Pliocrocuta

Pliocrocuta
Temporal range:
Skull
Scientific classification
Domain: Eukaryota
Kingdom: Animalia
Phylum: Chordata
Class: Mammalia
Order: Carnivora
Suborder: Feliformia
Family: Hyaenidae
Genus: Pliocrocuta
Kretzoi, 1938
Species
  • Pliocrocuta perrieri

Pliocrocuta is an extinct genus of hyena. It contains the species Pliocrocuta perrieri, known from the Pliocene to Early Pleistocene of Eurasia and possibly Africa. It is possibly ancestral to Pachycrocuta, with some authors including P. perrieri within Pachycrocuta. It is largely known from cranial remains. The species is estimated to have weighed around 56 kilograms (123 lb) on average, with its skull showing evidence for adaptation to bone cracking. It may have been solitary, unlike living bone cracking spotted hyenas.

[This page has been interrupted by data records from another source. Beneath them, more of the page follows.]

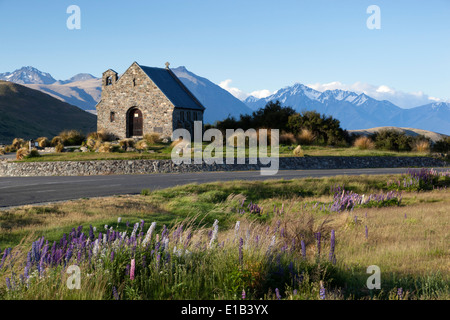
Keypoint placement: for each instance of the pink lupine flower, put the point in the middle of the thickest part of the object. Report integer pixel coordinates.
(132, 268)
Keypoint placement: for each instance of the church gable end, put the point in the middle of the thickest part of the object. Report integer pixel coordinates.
(133, 105)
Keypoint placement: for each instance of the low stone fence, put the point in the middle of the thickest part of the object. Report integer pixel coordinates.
(107, 167)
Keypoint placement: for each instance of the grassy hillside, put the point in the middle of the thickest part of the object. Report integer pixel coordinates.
(28, 114)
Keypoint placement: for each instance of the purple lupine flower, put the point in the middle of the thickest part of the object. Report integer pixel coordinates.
(115, 294)
(303, 249)
(322, 293)
(318, 237)
(332, 246)
(277, 294)
(400, 293)
(132, 269)
(241, 254)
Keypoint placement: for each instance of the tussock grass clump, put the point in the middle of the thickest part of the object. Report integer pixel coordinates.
(56, 140)
(105, 147)
(101, 134)
(126, 143)
(175, 142)
(142, 145)
(22, 153)
(43, 142)
(298, 152)
(152, 138)
(18, 143)
(287, 138)
(72, 137)
(306, 137)
(364, 143)
(421, 146)
(59, 147)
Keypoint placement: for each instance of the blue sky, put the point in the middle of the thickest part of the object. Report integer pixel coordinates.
(247, 46)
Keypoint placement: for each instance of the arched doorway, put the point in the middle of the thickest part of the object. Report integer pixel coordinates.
(135, 123)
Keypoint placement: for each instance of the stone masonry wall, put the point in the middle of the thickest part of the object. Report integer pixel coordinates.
(134, 89)
(106, 167)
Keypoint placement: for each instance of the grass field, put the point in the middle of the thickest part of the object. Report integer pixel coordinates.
(407, 239)
(159, 152)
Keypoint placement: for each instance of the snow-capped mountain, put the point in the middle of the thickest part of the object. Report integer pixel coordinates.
(84, 91)
(27, 75)
(359, 111)
(355, 111)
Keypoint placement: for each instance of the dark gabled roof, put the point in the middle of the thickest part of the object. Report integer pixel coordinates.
(173, 88)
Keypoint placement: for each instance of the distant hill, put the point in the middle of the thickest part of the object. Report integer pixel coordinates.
(29, 114)
(434, 136)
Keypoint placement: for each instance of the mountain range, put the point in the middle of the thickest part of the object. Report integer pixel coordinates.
(29, 114)
(359, 111)
(355, 111)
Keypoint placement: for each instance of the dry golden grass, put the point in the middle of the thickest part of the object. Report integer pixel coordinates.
(413, 244)
(105, 147)
(56, 140)
(152, 138)
(298, 152)
(43, 142)
(416, 244)
(142, 145)
(18, 143)
(59, 147)
(306, 137)
(101, 134)
(126, 143)
(364, 143)
(422, 146)
(22, 153)
(287, 138)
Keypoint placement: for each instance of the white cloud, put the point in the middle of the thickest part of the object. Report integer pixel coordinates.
(234, 91)
(382, 92)
(261, 93)
(241, 95)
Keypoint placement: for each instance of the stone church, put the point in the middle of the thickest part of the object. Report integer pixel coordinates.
(146, 100)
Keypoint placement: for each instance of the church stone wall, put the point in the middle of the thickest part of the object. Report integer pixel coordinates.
(134, 89)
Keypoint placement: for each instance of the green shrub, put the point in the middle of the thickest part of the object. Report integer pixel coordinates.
(72, 137)
(392, 140)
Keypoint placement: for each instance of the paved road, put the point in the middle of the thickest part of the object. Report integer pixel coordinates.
(32, 190)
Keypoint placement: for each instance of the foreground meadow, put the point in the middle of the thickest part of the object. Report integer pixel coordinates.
(297, 239)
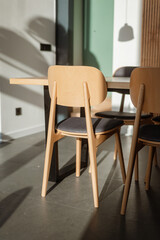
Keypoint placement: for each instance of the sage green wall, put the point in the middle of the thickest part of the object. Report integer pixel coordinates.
(98, 34)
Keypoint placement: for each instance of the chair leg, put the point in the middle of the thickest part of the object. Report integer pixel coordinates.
(78, 156)
(149, 166)
(115, 152)
(136, 169)
(155, 158)
(89, 170)
(93, 163)
(119, 148)
(47, 164)
(122, 103)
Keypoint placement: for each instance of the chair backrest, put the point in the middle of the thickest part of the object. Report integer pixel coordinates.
(69, 81)
(124, 71)
(150, 77)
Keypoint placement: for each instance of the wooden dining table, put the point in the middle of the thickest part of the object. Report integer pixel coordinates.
(114, 84)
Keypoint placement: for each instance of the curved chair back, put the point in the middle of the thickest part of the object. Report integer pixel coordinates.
(124, 71)
(69, 81)
(150, 78)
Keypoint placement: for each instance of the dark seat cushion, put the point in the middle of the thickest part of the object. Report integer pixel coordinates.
(150, 132)
(120, 115)
(156, 119)
(78, 125)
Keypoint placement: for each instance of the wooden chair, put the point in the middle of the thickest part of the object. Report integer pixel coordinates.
(127, 117)
(79, 86)
(144, 91)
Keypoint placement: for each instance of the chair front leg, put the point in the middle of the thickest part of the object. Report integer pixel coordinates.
(149, 166)
(47, 165)
(119, 147)
(136, 169)
(78, 156)
(93, 163)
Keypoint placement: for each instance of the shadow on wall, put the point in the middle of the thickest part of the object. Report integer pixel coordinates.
(89, 58)
(21, 93)
(19, 53)
(39, 29)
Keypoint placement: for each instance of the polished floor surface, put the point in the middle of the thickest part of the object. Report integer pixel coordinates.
(67, 212)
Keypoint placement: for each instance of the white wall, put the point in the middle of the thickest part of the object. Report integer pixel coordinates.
(23, 25)
(126, 53)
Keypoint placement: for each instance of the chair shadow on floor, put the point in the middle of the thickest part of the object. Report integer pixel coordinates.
(70, 167)
(10, 204)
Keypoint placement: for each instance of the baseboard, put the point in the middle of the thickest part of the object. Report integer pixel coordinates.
(23, 132)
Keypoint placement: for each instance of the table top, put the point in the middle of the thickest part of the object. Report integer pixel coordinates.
(112, 82)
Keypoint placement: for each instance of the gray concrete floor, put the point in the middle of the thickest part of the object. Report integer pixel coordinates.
(67, 212)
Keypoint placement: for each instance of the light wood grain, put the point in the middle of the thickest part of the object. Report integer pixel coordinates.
(29, 81)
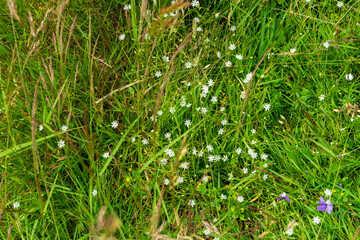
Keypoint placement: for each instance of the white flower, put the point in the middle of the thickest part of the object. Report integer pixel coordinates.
(61, 144)
(166, 181)
(187, 123)
(213, 99)
(114, 124)
(238, 150)
(265, 177)
(16, 205)
(195, 3)
(223, 196)
(166, 58)
(221, 131)
(158, 74)
(145, 141)
(316, 220)
(239, 57)
(289, 231)
(267, 106)
(167, 135)
(121, 36)
(228, 64)
(240, 199)
(327, 192)
(232, 47)
(180, 180)
(349, 77)
(340, 4)
(248, 77)
(224, 122)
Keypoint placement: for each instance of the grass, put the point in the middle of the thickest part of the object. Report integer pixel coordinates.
(63, 64)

P. perrieri first appeared during the Pliocene, around 4.2 million years ago. In the earliest Pleistocene (2.6-2 million years ago) of Europe, Pliocrocuta lived alongside the fellow hyena Chasmaporthetes, the sabertooth cats Megantereon and Homotherium, the giant cheetah Acinonyx pardinensis, the cougar-relative Puma pardoides, the primitive lynx Lynx issiodorensis, the bear Ursus etruscus, and the wild dog Xenocyon falconeri. Pliocrocuta became extinct in Europe around 2 million years ago as part of a major faunal turnover event where many European animals became extinct and were replaced by immigrants from elsewhere, with Pliocrocuta being replaced by Pachycrocuta in this transition.